Well, we should not ignore such scriptures nor deny them.  If we have come to understand that God’s will is not our will, and that God doesn’t even approach a given situation like we would, but as God does, then we can begin to see that our job is to simply “live deeply, richly, fully” and to allow that deep, rich, and full life to be connected to and a resource for others.  Spong later writes, “Prayer is that process of being open to all that life can be and then of acting to bring that fullness to pass.  Prayer is entering into the pain or joy of another person.  Prayer is what I am doing when I live wastefully, passionately, and wondrously and invite others to do so with me or even because of me… So praying can never be separated from acting.” (3)

This is it!  James had it right when he said the Elders of the church should be the center-point for prayer, because the Elders of the church should be those that model living life deeply, richly, fully and acting as if that kind of life is available to everyone!  The prayer of a righteous one is effective not because that righteous one has some kind of red telephone to God, but because someone who is righteous is someone who lives life deeply, richly, and fully, and acts upon just such a life!

If you hear some of Rev.
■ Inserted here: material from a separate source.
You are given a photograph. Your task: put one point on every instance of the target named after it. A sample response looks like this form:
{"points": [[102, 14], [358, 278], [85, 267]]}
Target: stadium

Spong’s language as familiar, you should.  Every Sunday I offer a benediction that was inspired by this very book.  My benediction is one attempt at helping myself, and perhaps those of you who listen in on me, to get in touch with the will of God.  We must do this, primarily, by letting go of our need for God to behave like a human being, and to trust that this God is calling us to live life deeply, richly, and fully.

What is the will of God?

The will of God, as the Source Of Life, is to go and live life fully!  The will of God, as the Essence of Love, is to go and love wastefully!  The will of God, as the Ground Of Our Being, is to go and have the courage to be ourselves.  THAT’S prayer.  THAT’S the will of God.

And “Thy Will Be Done!”

Amen.

(1) John Shelby Spong, Why Christianity Must Change Or Die: A Bishop Speaks To Believers In Exile (HarperCollins, San Francisco, 1998) 228 pages, pg. 142.

(2) Ibid, pp. 143-144

(3) Ibid, p. 147

(4) The language of God as the “Ground Of Our Being” is directly from Paul Tillich and was most fully expounded upon in his Systemic Theology, Vols. 1-3.  London: Nisbit, 1953-1964.